Serial „Doctor Who” jest samograjem i fenomenem. Kolejne inkarnacja doktora (doktora czego?) przyciągają następne pokolenia widzów. Gdyby ktoś nigdy nie próbował doktora mniej więcej wie, czego się po nim spodziewać. Doctor Who wyrasta ze starego, klasycznego pnia fantastyki (raczej hard) – unaukowionego. Co ciekawe, nawet starsze odcinki mimo, że oglądają się dość ciężko nie zestarzały się aż tak w swoim przesłaniu. Nowsze oczywiście czerpią już z innego źródła miejskich legend i fascynacji czasem, niemniej pieprzniczki Dalekowie są i przewija się klimat zagrożenia, tak obecny we wszystkich produkcjach z lat 60.
Mamy Władcę Czasu lubiącego pomagać ludzkości (i naginać wiele zasad). Pan Doktor podróżuje z różnymi istotami (głównie ludźmi i raczej jednego rodzaju co dobrze o nim świadczy 😉 pokazując ogrom wszechświata, ciekawe momenty w historii (popisowa rola Churchilla) i wikłając się w rozmaite tarapaty związane oczywiście z paradoksami czasu.
Serial jest o tyle eklektyczny, że praktycznie każdy odcinek można oglądać oddzielnie: są i czysto naukowe, bardziej zabawowe czy akcjogenne ale i trafiają się wyciskacze łez. Przesłanie jest nad wyraz pozytywne i optymistyczne: człowiek mimo swoich przywar posiada wiele zalet i nawet jeśli sam nie będzie czuwał nad sobą i przyszłością zajmą się nami ci mądrzejsi. Tak jak swego czasu odnośnikiem do pewnego rodzaju fantastyki było „Z archiwum X”, tak „Doctor Who” powinien być w kanonie każdego szanującego się miłośnika – nie ze względu na mus ale po prostu dla zabawy. Wbrew pozorom nie jest to czysto angolski serial chociaż oczywiście da się odczuć producenta – najwięcej chyba dorzucił od siebie Tennant. Na spotkaniu padały pytania o rodowód Władcy Czasu, jego słynne gadżety (śrubokręt i wizytówka). Dalekowie również zaintrygowali klubowiczów. Zwrócono także uwagę na pracę kamery i budowę serialu oraz różny poziom odcinków (całe serie nie są równe).
Opinia Pawła:
„Dr Who, legendarna seria, której widziałem tylko dwa odcinki.

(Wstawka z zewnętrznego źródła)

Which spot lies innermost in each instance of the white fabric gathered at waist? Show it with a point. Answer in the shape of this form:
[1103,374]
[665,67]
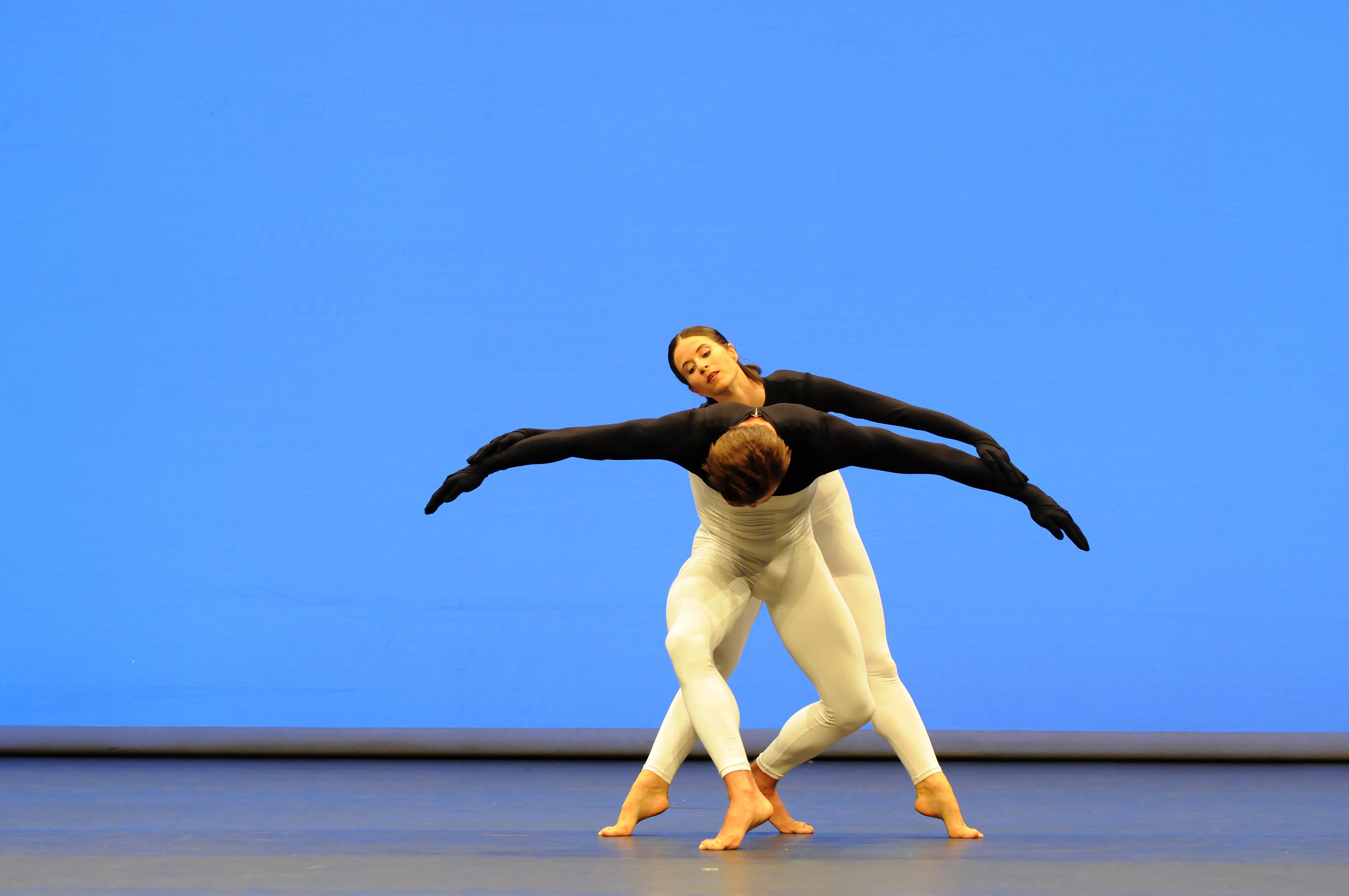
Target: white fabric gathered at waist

No niestety, odbiłem się od nich niemal zupełnie, były tam ciekawe pomysły na kosmitów i fabułę, ale scenariusz i gra aktorska leżały, a strona wizualna też dołożyła cegiełkę by mnie zniechęcić. Niemniej, obiecywałem już sobie kilka razy, że dam drugą szansę, choćby ze względu na Tennanta, który dobrym aktorem jest i plamy na pewno nie dał. Klubofantaści też dorzucili kilka tropów, które wydają się ciekawe, więc na pewno sprawdzę jeszcze kilka odcinków i kto wie, może też mnie wciągnie!”